Toledo, 31 de diciembre de 2014
—Tenemos que reconocer que hemos perdido —dijo el arzobispo de Toledo.
El resto de miembros de los Hijos de la Luz lo miraron enfurecidos. Habían estado muy cerca, pero ahora veían cómo su sueño de gobernar la Iglesia volvía a desvanecerse. Su agente, el Ruso, estaba muerto. Roma sabía quiénes eran, Rabelais permanecía ingresado grave en un hospital y la chica se encontraba en paradero desconocido con el profesor Haddon.
—No debemos rendirnos ahora —dijo uno de los miembros del consejo.
—Saben quiénes somos, lo mejor que puede pasarnos es que nos aparten de Roma y nos manden a destinos lejanos, después de hacernos entrar en vereda —dijo el arzobispo de Toledo.
—No se atreverán —comentó un miembro del consejo, furioso.
—¿Cuántas veces hemos sido disueltos y hemos resurgido de nuestras cenizas? Esperaremos una nueva oportunidad y lo conseguiremos antes o después —dijo el arzobispo.

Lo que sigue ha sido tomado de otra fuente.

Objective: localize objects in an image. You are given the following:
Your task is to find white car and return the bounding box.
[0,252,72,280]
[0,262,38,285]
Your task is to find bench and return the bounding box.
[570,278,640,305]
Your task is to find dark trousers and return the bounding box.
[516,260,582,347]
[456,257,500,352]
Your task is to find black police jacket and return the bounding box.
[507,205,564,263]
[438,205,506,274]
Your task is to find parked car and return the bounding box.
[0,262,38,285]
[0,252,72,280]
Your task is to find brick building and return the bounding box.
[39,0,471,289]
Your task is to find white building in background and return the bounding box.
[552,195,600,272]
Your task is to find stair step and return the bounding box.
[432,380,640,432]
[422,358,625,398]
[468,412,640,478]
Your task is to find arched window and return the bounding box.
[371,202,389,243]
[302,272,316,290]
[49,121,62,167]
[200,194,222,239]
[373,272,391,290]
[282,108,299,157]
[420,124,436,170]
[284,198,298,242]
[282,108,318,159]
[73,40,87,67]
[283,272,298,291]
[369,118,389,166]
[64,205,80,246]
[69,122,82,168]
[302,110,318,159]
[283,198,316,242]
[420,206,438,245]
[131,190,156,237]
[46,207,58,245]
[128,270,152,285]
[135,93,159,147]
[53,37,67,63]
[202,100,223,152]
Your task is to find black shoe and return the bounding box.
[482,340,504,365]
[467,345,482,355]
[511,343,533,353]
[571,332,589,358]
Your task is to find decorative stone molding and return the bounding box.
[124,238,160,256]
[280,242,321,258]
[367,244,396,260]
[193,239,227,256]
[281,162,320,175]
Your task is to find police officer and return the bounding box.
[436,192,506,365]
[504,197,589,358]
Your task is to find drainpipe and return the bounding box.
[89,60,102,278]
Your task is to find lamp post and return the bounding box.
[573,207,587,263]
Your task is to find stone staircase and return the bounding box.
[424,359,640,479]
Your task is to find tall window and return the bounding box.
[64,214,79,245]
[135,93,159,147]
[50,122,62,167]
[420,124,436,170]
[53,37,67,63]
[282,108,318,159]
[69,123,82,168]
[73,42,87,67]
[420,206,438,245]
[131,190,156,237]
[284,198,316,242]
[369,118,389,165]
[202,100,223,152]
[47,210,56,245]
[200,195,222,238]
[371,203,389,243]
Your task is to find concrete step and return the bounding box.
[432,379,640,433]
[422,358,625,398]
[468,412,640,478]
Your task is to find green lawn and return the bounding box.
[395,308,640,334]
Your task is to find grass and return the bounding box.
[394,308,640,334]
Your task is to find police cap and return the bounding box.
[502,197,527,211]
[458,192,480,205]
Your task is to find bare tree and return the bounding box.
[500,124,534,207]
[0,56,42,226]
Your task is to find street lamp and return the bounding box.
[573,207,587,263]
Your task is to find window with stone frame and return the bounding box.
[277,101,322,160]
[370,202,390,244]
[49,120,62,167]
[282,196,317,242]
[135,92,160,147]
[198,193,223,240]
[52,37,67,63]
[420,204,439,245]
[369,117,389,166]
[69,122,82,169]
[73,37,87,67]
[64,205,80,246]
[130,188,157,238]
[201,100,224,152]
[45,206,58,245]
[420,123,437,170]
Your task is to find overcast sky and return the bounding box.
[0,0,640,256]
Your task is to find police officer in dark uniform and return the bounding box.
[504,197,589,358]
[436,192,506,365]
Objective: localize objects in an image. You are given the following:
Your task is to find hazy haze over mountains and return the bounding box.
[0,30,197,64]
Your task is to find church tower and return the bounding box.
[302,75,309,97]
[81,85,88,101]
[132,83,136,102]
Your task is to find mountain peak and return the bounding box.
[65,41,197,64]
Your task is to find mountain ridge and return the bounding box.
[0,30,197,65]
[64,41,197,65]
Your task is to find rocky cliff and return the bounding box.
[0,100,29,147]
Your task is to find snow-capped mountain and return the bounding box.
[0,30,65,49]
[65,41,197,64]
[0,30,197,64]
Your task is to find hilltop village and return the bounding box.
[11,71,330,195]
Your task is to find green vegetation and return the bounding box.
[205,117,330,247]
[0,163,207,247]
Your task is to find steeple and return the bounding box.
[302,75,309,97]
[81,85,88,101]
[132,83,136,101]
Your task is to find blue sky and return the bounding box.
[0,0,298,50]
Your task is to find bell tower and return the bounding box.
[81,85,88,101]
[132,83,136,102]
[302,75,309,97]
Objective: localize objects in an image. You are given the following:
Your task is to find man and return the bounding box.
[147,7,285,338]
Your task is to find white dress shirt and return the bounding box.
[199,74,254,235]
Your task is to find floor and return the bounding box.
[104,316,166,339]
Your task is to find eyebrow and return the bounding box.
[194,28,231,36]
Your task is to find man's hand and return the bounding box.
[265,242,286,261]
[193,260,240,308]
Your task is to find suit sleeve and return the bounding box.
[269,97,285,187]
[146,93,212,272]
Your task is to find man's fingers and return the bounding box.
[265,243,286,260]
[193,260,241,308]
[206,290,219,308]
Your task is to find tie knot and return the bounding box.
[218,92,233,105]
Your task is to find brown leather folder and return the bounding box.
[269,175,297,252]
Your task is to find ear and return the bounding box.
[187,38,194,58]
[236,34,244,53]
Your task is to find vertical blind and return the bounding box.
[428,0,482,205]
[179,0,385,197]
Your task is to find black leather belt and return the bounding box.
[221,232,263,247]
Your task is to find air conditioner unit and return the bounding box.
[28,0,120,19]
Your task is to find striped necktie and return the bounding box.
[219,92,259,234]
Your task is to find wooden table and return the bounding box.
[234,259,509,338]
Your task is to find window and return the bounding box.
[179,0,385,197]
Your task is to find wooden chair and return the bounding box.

—¿Con un poder central en Europa? —preguntó uno de los consejeros.
—Los políticos pasan, pero la Iglesia permanece. Nuestra organización ha visto cómo cambiaba el poder de manos muchas veces. La Revolución francesa, el Imperio de Napoleón, el Imperio británico, las dos guerras mundiales, el ascenso de Hitler y la Unión Europea han pasado. Esto también pasará —dijo el arzobispo.
—¿Acudirá mañana a la misa de Año Nuevo? —inquirió uno de los consejeros.
—Naturalmente, debemos dar una imagen de total normalidad, que sean ellos los que den el primer paso —respondió el arzobispo.
La reunión se disolvió y el arzobispo regresó a sus habitaciones. Sacó una pistola de un armario y, sin titubear, se disparó en la sien. Había mentido a sus colaboradores, sabía que los servicios secretos vaticanos eran capaces de infligir los dolores y las torturas más crueles. El suicidio era la única manera de escapar de un infierno en vida, aunque lo llevara a las puertas de otro peor.